For our weekly “Ideas on Europe” editorial by UACES, the University Association for European Studies, we have the pleasure to welcome Clare Rice, from University of Liverpool, in England. Bonjour, Clare!
Everybody speaks about the Hungarian and French elections, but Europe should also have the Northern Ireland Assembly on the radar. The election will take place on 5 May. Clare, you have worked on a research project called “Performing identities” – tell us about your findings.
The “Performing identities” project examined Brexit and its impact on matters around identity and governance in Northern Ireland. A core part of this research involved interviews with people from across Northern Ireland, which happened while negotiations were in progress between the UK and the EU. We asked people what their views were on Brexit and what it might mean for Northern Ireland in the future.

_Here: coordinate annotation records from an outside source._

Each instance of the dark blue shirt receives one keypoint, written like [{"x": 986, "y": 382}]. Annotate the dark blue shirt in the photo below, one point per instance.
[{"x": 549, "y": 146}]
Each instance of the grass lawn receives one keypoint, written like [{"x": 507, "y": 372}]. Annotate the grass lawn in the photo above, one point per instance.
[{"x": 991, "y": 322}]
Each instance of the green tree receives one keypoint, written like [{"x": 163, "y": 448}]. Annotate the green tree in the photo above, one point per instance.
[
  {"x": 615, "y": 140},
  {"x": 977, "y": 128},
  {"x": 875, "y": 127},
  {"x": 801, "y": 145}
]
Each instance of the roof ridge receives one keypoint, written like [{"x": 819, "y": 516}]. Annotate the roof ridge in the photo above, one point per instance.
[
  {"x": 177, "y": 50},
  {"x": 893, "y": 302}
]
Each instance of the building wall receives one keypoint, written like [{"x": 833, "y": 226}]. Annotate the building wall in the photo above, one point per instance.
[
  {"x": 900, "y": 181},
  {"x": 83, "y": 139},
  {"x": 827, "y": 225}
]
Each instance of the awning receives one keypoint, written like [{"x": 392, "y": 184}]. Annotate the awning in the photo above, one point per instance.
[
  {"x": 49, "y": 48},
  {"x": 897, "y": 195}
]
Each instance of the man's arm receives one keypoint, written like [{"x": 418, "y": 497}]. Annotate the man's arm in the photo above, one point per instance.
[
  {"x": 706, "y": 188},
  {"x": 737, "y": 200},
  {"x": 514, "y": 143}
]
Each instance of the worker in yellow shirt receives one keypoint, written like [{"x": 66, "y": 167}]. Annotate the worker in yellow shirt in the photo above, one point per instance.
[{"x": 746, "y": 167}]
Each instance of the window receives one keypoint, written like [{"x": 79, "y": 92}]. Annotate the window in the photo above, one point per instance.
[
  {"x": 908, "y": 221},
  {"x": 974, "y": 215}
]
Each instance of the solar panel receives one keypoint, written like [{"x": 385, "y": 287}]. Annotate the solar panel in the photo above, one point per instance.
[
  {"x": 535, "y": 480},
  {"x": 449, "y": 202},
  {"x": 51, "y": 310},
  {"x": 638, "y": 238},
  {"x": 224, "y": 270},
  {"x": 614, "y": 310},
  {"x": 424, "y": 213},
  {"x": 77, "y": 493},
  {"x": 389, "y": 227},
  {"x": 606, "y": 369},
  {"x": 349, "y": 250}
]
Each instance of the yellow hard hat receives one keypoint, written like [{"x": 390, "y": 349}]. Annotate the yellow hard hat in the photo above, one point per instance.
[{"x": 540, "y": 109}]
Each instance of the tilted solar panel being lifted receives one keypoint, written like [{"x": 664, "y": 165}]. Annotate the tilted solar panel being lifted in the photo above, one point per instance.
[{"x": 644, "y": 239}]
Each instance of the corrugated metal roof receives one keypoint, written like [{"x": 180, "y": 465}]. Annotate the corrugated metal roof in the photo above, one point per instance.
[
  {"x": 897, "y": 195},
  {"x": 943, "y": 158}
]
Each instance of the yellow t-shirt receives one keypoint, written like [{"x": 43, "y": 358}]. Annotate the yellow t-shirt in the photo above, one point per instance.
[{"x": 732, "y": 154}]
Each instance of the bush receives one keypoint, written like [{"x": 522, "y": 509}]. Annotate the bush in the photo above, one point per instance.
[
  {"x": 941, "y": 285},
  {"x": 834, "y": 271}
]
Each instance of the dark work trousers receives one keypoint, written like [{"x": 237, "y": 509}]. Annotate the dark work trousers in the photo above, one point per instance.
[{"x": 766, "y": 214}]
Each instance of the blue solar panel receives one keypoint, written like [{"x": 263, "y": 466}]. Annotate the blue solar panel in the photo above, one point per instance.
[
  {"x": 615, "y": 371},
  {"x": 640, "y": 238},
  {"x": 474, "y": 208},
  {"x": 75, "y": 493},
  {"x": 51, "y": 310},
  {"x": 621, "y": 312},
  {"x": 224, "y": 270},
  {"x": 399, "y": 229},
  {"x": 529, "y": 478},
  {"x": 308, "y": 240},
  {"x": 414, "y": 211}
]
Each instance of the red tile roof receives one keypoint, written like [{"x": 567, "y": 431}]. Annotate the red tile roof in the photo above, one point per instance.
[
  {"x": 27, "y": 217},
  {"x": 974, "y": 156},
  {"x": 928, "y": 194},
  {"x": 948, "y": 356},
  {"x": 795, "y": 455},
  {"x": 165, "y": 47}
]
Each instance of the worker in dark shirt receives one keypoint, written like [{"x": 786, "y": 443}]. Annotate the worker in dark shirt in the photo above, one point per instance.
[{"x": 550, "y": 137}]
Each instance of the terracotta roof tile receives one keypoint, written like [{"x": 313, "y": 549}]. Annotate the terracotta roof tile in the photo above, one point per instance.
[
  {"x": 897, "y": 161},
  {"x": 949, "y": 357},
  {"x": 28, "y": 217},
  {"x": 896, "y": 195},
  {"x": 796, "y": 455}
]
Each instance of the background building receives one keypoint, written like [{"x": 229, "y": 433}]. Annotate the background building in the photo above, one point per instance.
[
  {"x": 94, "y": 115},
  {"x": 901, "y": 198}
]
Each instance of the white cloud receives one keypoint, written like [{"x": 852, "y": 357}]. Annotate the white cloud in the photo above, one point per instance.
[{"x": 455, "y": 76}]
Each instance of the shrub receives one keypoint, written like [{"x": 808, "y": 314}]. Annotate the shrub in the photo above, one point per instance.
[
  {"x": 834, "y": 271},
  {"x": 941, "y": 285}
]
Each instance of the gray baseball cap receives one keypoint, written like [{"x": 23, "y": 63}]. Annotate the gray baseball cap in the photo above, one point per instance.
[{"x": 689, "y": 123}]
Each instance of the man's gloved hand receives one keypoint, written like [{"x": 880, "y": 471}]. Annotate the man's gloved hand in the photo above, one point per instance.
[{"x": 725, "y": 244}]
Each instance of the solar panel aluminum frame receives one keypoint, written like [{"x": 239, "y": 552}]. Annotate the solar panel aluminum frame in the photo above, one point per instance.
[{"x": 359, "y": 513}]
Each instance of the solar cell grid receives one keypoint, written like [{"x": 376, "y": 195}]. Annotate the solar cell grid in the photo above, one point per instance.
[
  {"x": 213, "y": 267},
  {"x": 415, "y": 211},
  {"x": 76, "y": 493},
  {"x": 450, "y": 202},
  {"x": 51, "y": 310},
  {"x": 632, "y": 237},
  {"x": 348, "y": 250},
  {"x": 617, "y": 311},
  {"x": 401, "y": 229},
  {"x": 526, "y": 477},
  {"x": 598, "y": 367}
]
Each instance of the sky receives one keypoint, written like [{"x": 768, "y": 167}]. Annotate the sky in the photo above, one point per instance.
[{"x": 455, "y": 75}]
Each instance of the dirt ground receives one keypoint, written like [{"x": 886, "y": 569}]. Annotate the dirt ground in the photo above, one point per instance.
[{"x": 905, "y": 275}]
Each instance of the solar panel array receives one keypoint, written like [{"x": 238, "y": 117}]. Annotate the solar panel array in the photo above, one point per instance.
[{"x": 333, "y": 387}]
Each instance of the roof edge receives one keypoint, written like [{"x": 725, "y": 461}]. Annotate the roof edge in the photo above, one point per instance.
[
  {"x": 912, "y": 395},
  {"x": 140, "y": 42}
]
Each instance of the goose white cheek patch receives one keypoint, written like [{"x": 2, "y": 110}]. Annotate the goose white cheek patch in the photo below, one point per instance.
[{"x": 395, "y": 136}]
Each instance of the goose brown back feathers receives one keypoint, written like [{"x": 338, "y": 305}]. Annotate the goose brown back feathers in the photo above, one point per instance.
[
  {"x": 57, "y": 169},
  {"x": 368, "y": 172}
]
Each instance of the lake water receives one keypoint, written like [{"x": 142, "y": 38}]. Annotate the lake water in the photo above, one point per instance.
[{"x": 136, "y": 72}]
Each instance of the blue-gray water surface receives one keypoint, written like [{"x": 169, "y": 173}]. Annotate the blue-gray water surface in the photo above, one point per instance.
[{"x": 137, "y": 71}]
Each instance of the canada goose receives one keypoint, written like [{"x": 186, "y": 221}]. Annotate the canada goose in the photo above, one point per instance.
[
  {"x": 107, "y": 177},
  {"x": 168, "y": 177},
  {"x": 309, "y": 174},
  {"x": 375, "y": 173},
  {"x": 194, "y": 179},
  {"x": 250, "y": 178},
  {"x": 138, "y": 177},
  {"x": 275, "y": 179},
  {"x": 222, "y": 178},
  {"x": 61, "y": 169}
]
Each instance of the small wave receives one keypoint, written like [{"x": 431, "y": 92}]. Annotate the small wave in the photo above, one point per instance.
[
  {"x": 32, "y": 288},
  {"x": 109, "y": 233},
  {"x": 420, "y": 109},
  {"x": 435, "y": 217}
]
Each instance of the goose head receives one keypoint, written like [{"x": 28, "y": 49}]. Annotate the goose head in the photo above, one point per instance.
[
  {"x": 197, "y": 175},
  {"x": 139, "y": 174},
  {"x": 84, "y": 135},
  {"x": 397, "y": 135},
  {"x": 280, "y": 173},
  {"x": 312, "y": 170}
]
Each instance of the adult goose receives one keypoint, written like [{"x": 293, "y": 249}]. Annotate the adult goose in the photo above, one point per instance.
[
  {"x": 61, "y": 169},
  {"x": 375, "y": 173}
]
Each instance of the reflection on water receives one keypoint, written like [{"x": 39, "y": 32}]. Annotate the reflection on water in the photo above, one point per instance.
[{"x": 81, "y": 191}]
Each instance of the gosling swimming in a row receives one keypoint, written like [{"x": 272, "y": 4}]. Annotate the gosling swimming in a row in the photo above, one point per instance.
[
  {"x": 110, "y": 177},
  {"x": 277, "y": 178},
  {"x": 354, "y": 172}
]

A key finding across our interviews was concern that Brexit would be divisive, and that the complicated power-sharing arrangements in place could be put at risk in the longer term.
Did things happen as people expected?
Yes and no. Initially, we saw a hardening of the extremes of the political spectrum after the 2016 Brexit referendum, with the Democratic Unionist Party (DUP) and Sinn Féin – the party that fights for the reunification of Ireland - being the main beneficiaries.
In 2019, this started to shift, with a growth in electoral support for parties closer to the centre-ground, particularly for the Alliance Party which does not identify itself as either unionist or nationalist. Brexit was a key underpinning to these developments.
The elections to the Northern Ireland Assembly in May will actually not be the first to happen since Brexit. Between 2017 and 2019, there were five elections: local government; Northern Ireland Assembly; the European Parliament in 2019, and of course two elections in 2017 and 2019 for the British parliament, where Northern Ireland, with its almost two million inhabitants, counts for 18 seats.
However, the coming election is the first to happen since the Protocol on Ireland/Northern Ireland came into force at the start of 2021. As you know, this is the part of the UK-EU Brexit agreement which deals specifically with Northern Ireland, and it has been a source of deep contention.
It has broadly divided parties into those who seek its ‘rigorous implementation’, and those who want to see its removal and an end to the ‘Irish Sea border’ with regard to the movement of some goods from Great Britain to Northern Ireland. The contours of the Assembly election have been formed along these lines, but a number of polls now have shown that Brexit is not a priority issue for voters. This presents a specific challenge for the DUP, which collapsed the Northern Ireland Executive in February this year in protest at the Protocol.
All this sounds like a very unstable situation. What should we expect from the election?
This election has the potential to alter the dynamics of politics in Northern Ireland as we know it.
Following the First Minister’s resignation, the Assembly was able to continue to operate, but there was no Executive in place for new policy or other decisions to be taken. This caused particular difficulty in relation to the passage of a budget and the release of £300million, which, in accordance with legal advice provided to the Finance Minister, cannot be spent without Executive agreement, at a time when the cost of living is soaring and health care waiting lists are some of the longest in the UK. How this wider context will influence the way people direct their votes in May will be interesting to watch.
A further aspect is that only one seat separated the DUP and Sinn Féin after the last Assembly election in 2017. This lead to three years of political immobility, until the ‘New Decade, New Approach’ agreement was reached in January 2020.
The opinion polls suggest that, for the first time, Sinn Féin could obtain more seats than the DUP, which would mean that the First Minister would come from this party for the first time. This would have little practical, but great symbolic significance. The DUP have yet to confirm that they would nominate someone to the Deputy First Minister role if they do not come out as the largest party. The party is also seeking changes to the Protocol, which it has conceded are unlikely to be achieved before the election.
All of this means that power-sharing in Northern Ireland is facing an indefinite period of political crisis after the election.
And it does not make the relations between the European Union and the United Kingdom any easier.
Many thanks for your insight, Clare, and for raising our awareness on this election.